Toplumsal olaylara özellikle Batı'da çok sert müdahaleler yapıldığına dikkati çeken Soylu, sözlerini şöyle sürdürdü:
"Zaman zaman da aslı olmayan bazı iddialarla bu alanın istismar edildiğine şahit oluyoruz. Tüm bunları düzenlemek için, bildiğiniz gibi kolluk gözetim komisyonunu kurduk ve buraya gelen tüm iddiaları, dosyaları titizlikle inceliyoruz. 20 Eylül 2019'da faaliyete başladık. Halen 2 bin 625 personelle bu çalışma devam etmektedir. Şu ana kadar toplam 83 bin 390 ihbar ve şikayet başvurusu ile 1128 memnuniyet bildirimi aldık. Bu 83 bin ihbar ve şikayet dosyasından 54 bin 97'sinin işlemi tamamlanmış, 29 bin 293 dosyanın ise süreci devam etmektedir. Süreci devam eden bu dosyalardan 2 bin 258 dosyaya disiplin soruşturması onayı 2 bin 127 dosyaya araştırma onayı verilmiş. 1040 dosyaya da müfettiş veya soruşturmacı görevlendirilmiştir."
- "15 Temmuz'da bu millete işkence yapılmıştır"
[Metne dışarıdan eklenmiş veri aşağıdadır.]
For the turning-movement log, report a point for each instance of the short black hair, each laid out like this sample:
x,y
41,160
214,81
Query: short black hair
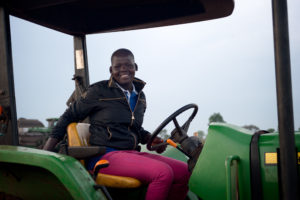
x,y
122,52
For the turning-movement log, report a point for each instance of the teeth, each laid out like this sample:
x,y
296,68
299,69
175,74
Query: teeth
x,y
124,76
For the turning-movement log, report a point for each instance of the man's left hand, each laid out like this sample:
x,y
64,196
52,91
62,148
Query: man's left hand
x,y
157,141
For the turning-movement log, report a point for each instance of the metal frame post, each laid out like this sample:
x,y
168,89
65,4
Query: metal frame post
x,y
7,89
81,64
288,161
Soylu, temel sorumluluklarının özgürlük ve demokrasi alanlarını korumak olduğunu vurgulayarak şunları kaydetti:
"Güvenlik, bu alanın güvenliğidir. Çünkü millet bu alanın içindedir. Bu milletin ifade özgürlüğü, iradesini kullanma özgürlüğü, huzur içinde yaşama özgürlüğü, bizim sorumluluğumuzdadır ve hiçbir grubun, yapının burayı taciz etmesine müsaade edemeyiz. Geçen bir eylem yaşandı bir ilimizde. Bağırtı egzozları varmış, biz bunlara ceza kesiyormuşuz. Herhalde yanlış yapıyoruz. Gecenin saat 1'inde bağırtarak gezecek, biz de aval aval bakacağız. Özgürlükler de kural içindedir. Başkalarının özgürlüğünü hayatını kısıtlamamak üzerindedir. Temel bir rehberimiz var, o da hukuktur. Hukuk dışında hiçbir işimiz yoktur ve olmayacaktır. Son dönemlerde bir karar daha çıktı. Neymiş 15 Temmuz'da işkence yapılmış. Bu kararı verenlere söylüyorum, 15 Temmuz'da bu millete işkence yapılmıştır. Bu kararın altına imza atanlara tekrar hatırlatıyorum 15 Temmuz'da bu millete işkence yapılmıştır. Nereden okuduğunuzu, nasıl yorumladığınızı biliyor değilim ama benim onlara ufak tavsiyem var, Batı'yı tapınak haline getirmeyin, yanılırsınız. Oraya öykünmeyin, yanılırsınız. Bu söylediğimin ne anlama geldiğini iyi takip edenler iyi bilirler."